Evangeline Parish, approximately 80 miles west of Baton Rouge, has a population of roughly 34,000 residents. Ville Platte has approximately 7,300 residents, with blacks accounting for 64 percent of the city’s population.
Plaintiffs’ attorneys said officers threatened people with more jail time if they discussed what happened to them. FBI agents who questioned some potential class members told them not to discuss the federal investigation until after the Justice Department released its findings, the lawyers said.
On March 1, attorneys filed the class action on behalf of four named plaintiffs. Three of them had been released from investigative holds more than four years before the suit was filed, so Hanna recommended dismissing their claims.

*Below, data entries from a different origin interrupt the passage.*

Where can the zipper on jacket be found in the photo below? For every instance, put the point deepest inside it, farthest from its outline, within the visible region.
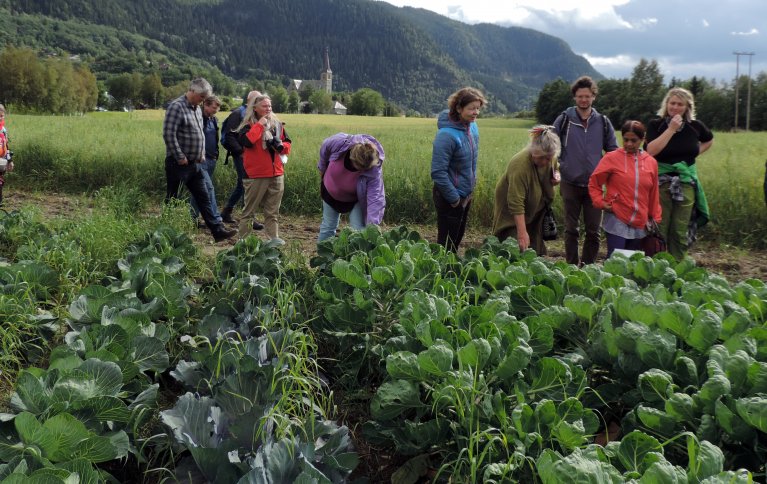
(636, 188)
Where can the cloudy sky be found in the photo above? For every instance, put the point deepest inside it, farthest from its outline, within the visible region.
(686, 37)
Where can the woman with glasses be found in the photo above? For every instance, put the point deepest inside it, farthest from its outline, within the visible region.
(526, 190)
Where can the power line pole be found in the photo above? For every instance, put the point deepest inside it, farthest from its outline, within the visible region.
(737, 90)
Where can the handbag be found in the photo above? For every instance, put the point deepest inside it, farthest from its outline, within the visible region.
(653, 243)
(549, 224)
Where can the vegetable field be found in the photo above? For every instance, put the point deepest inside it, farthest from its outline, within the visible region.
(149, 362)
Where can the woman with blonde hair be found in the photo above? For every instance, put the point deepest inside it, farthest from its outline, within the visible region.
(526, 190)
(265, 149)
(676, 139)
(625, 186)
(352, 182)
(6, 165)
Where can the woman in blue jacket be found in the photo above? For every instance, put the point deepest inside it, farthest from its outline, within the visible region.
(454, 164)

Hanna said nobody alleged that federal authorities questioned any of the four plaintiffs or told them not to discuss their claims.
“Similarly, there is no allegation that anyone stopped the plaintiffs from attempting to file a lawsuit at any time,” he wrote.
Plaintiffs’ lawyers also argued that their clients lacked the education or sophistication to know they could have viable claims, but Hanna said they had enough information to investigate that.
Frank Schirripa, one of the plaintiffs’ attorneys, said they likely will file an objection to Hanna’s recommendations.
Earlier this month, a settlement agreement resolved a separate lawsuit that three people filed against the city of Ville Platte and its police chief, Neal Lartigue. The suit accused police of arresting the three people in 2014 and jailing them without explanation. Settlement terms haven’t been disclosed, and an attorney for the city declined to comment Tuesday.
In its report, the Justice Department said the police department and sheriff’s office admitted that the holds are unconstitutional and took “laudable steps to begin eliminating their use.”
“More work remains to be done,” the Justice Department said. “The agencies also must work to repair community trust, because many people may still be justifiably reluctant to provide information to law enforcement for fear that doing so could subject them to an unconstitutional detention.”